The Holzmair/Cooper Lieder collaboration has been held up as perfection incarnate in some quarters. Just as well I knew this or I might have thought them rather dull.
What, are they not still dull, then? Or rather, are they not perfection incarnate?
Perhaps that’s the trouble, really. As I listened to the first song of Dichterliebe a smile came to my face and I thought this was going to be marvellous, it was all so caressingly gentle, everything so beautifully in place and, well, perfection incarnate. But the smile became forced as it went on. It’s rather like somebody entering heaven for the first time and listening, entranced, to all the angels sitting on their clouds and playing their harps, until it dawns on him that that’s all they do the whole bloody time.
Holzmair’s basic manner is one of gentle, wistful self-communion, conveyed with a sliver of voice apparently groping its way forward. Occasionally he is forced by the music to paint with a broader brush but he keeps such moments to a minimum and even in the midst of such songs is happier to relapse into private meditation as soon as possible. It is non-interventionist singing taken to the nth degree and I suppose that after a surfeit of Dietrich Fischer-Dieskau you might enjoy it for a while. Imogen Cooper occasionally shows signs of passion in the piano postludes, but her tone is dry for Schumann and she generally keeps things small-scale.
I much admired Holzmair’s recent discs in the Naxos Schubert cycle. Maybe he has widened his range with time. Maybe he is better suited to portraying the inner disquiet of poor sickly Schubert, wandering hopelessly through a world to which he no longer belonged. Schumann was a passionate participant in this world, never more so than when setting Heine (opp.24, 48, 53, 64, 142 and some of op.25). Holzmair appears lost in rapt contemplation of hazel trees, lotus flowers – OK when he really is, of course – cabbage patches, pretty duck ponds … The passionate, pleading, adoring voice of Schumann is not present to my ears.
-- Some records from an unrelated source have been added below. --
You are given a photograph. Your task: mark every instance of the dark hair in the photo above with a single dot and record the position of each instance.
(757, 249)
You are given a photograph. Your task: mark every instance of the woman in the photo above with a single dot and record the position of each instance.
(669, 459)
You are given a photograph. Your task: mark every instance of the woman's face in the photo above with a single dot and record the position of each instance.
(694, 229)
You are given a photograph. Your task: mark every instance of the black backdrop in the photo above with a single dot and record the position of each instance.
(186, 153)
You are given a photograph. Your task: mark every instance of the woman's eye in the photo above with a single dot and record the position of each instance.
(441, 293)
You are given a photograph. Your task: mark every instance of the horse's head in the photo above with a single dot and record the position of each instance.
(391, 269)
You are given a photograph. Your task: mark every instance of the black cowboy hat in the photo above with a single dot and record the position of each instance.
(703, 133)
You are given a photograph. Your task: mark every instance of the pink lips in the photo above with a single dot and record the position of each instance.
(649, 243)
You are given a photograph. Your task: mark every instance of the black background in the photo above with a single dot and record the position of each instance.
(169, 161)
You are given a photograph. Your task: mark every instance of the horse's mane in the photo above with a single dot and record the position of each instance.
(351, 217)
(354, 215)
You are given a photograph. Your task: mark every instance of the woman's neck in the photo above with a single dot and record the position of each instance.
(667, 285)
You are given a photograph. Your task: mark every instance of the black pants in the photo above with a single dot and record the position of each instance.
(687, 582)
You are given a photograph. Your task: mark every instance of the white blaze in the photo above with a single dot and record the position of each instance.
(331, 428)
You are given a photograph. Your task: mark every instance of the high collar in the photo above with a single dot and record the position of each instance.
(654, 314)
Things are better in the Eichendorff settings of the op.39 Liederkreis where the poet himself is more inclined to contemplate the natural world, less happy still in the Kerner cycle, of which the bleakness is better portrayed than the power. I shall return to this set for some individual interpretations – the first Venetian Gondola-Song is interestingly done, for instance. Maybe one day I shall appreciate these extremely laid-back readings more than I do now.
I last came this way when reviewing a 4-CD album of the young Peter Schreier’s (East) Berlin recordings. I was highly critical of the presentation but I had only praise for the singing. Making a few comparisons I don’t think I praised it enough! Schreier is not exactly an interventionist either, but wherever you go you find just that little touch that brings an extra vividness, the words that tiny bit further forward and a more astute use of a smallish voice to create a wide range of expression, achieving high drama at times.
Schreier is a tenor, of course. If you particularly want Dichterliebe sung by a baritone, but a less interventionist one than DF-D, I can recommend two superb discs which I have reviewed for MusicWeb: Gerhaher/Huber on RCA Red Seal (82876 589952) and Maltman/Johnson on Hyperion (CDJ33105). These are top price issues and the latter is part of Hyperion’s complete Schumann series. If you collect this you will get the most detailed notes imaginable on each song, together with texts and translations. Both baritones give wonderful performances and lieder connoisseurs should not miss them.
But to return to Schreier and Holzmair. I didn’t have the time to listen again to every song in Schreier’s interpretation, so I set about sampling here and there. But when I came to Stille Tränen, from the Kerner cycle, I just HAD to listen to the end. There’s ten times the emotional punch in this one song than in all Holzmair’s two CDs put together. If Schreier had done nothing else he’d be a great singer for this alone. So, in spite of the woefully inadequate presentation, go to Schreier for well-nigh definitive interpretations of most of the songs that can be sung by a male singer.
The presentation of the Holzmair is not marvellous either. The notes by Raymond Tuttle give quite a good introduction, but there are no texts or translations.